Theodore Roosevelt can be quoted saying “Comparison is the thief of joy.” I think of this quote often for many reasons. I find myself particularly drawn to this quote as we begin 2022. In January of 2020 I was vacationing in Naples, Florida. I came home from Naples and went back to work—vacation over. The news of the Coronavirus was breaking and in March of this same year I went home from my office for what I thought would be something like two weeks. On March 16th, 2020 I worked my last day in my office in the way I had known working in my profession for the past 15 or so years. Little did I know at the time this was the beginning of discovering new ways of working and being in the world. Here we are in January of 2022 and I’ve worked from my home office, for all intents and purposes, for the past two years (with the exception of a small period of time where I resumed in person work over the summer months when the virus was at a low infection rate). Like many others, I spent most of 2020/2021 in isolation and practicing strict social distancing. Not only did I work remotely, I opted only to see a few people socially inside of my “Covid circle.” I did not get to see my family in person for over a year. I have friends I still have not been able to connect with for one reason or another. Like many others, my life has changed in so many ways and here we are going into another year.
Many people I speak with regularly make statements to me about the pandemic such as “when things get back to normal” or “when life goes back to being like it was.” This, my friends, is the root of some serious suffering. Comparing life as it is today to what it was just a few years ago, or at any other time across the lifespan, is where suffering enters and robs us of the ability to be in a state of joy in this very moment. None of us can know what the future will bring or when we will finally reach an endemic as it relates to Covid. Yet, it occurs to me this is such a metaphor for how our culture functions on a regular basis.
Too often people are awaiting the moment when the goal is finally realized to “be happy.” Whether it’s a new car, or career, running a marathon, a relationship, starting a family, or, or, or…..NOW is the time to find joy!
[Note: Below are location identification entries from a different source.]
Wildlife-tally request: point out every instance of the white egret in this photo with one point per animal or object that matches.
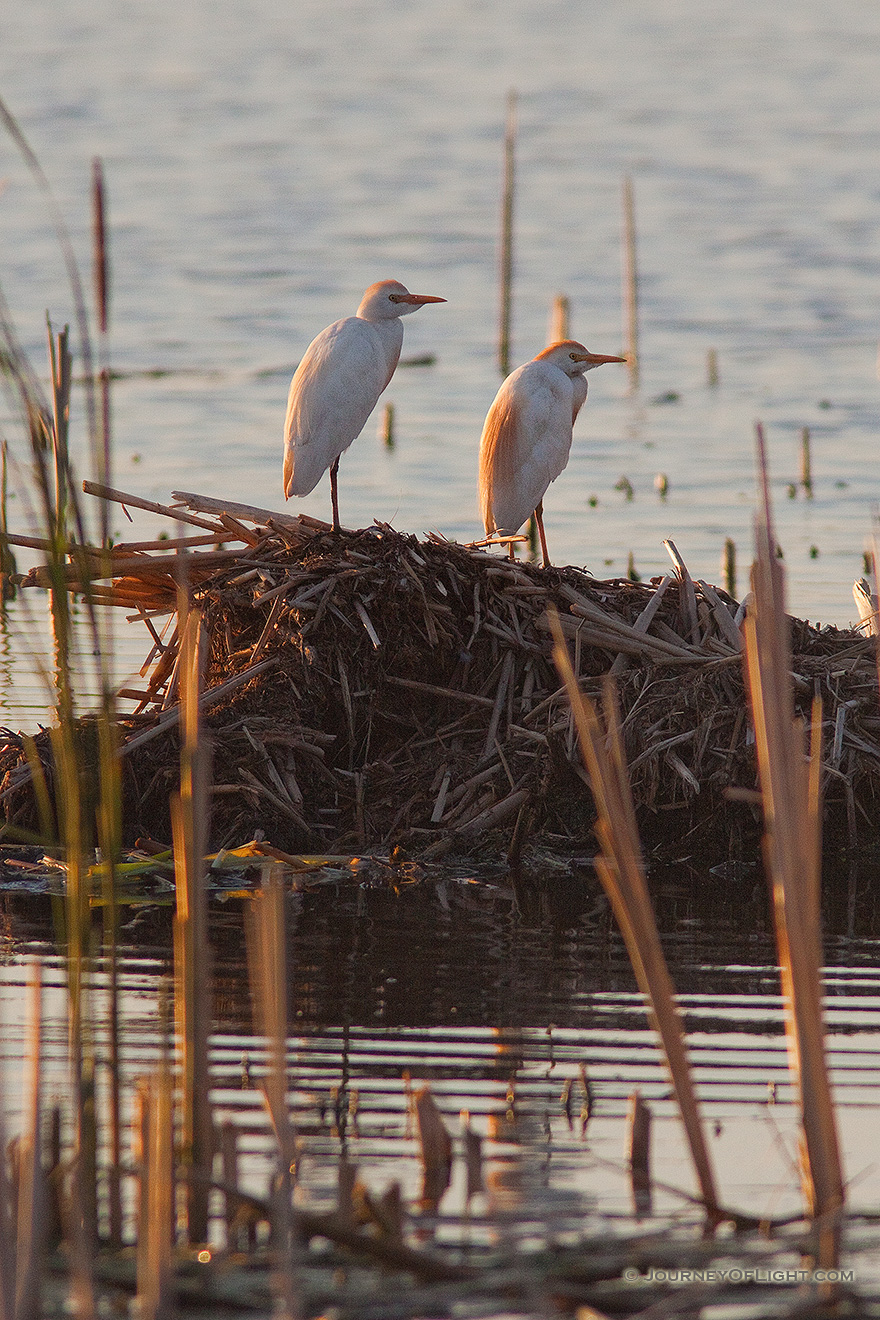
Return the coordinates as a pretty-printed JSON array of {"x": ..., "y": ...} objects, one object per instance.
[
  {"x": 337, "y": 384},
  {"x": 527, "y": 436}
]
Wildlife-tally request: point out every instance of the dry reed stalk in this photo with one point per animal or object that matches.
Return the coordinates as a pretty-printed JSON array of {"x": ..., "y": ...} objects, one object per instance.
[
  {"x": 110, "y": 778},
  {"x": 157, "y": 1197},
  {"x": 436, "y": 1146},
  {"x": 688, "y": 589},
  {"x": 505, "y": 273},
  {"x": 790, "y": 793},
  {"x": 191, "y": 951},
  {"x": 806, "y": 466},
  {"x": 268, "y": 965},
  {"x": 560, "y": 317},
  {"x": 728, "y": 565},
  {"x": 629, "y": 281},
  {"x": 31, "y": 1234},
  {"x": 639, "y": 1151},
  {"x": 302, "y": 524},
  {"x": 149, "y": 506},
  {"x": 622, "y": 873}
]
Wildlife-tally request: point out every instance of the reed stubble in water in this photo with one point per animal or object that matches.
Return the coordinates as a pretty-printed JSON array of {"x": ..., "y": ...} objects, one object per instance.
[
  {"x": 790, "y": 795},
  {"x": 622, "y": 873}
]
It turns out the ever elusive sense of happiness attached to our goals is a total let down. From a brain science perspective, the state of joy or happiness attached to a goal or outcome is fleeting at best. The first moment we are exposed to the stimuli we’ve been chasing on our quest for happiness lasts but a moment. After the initial win of the conquest is over…. the goal, the “thing,” can NEVER produce that same feeling of being elated in the same way. It’s just not how the human brain works. Bummer?...maybe….or maybe it’s an invitation to change the way we think about joy and gratitude in our daily lives right this very second.
It’s my personal belief that human beings are being invited to make some signficant changes in the way we think about our lives and approach both our individual and collective worlds. Believe me when I tell you that if you can’t find joy in this very moment it’s not waiting for you on the other side of your goals or this pandemic. Joy is here right now. It’s calling to each of us. It beckons our attention in the song of a bird, the snow day, the moment we wake and have been granted another day. Look around you and allow yourself to be amazed by what is going right in your life right now. Truly, the more we notice what is going well in our lives the more wellness we attract. If you want love in your life—be love, be in love with yourself. If you want a new job—be in relationship with the gratitude you have for the ability to job search. Choose a mindset of love and gratitude over fear. Decide to change your mind and allow yourself to be amazed by the magic that begins to happen in your world. When things change inside of you, you will be amazed by what changes around you and in your world.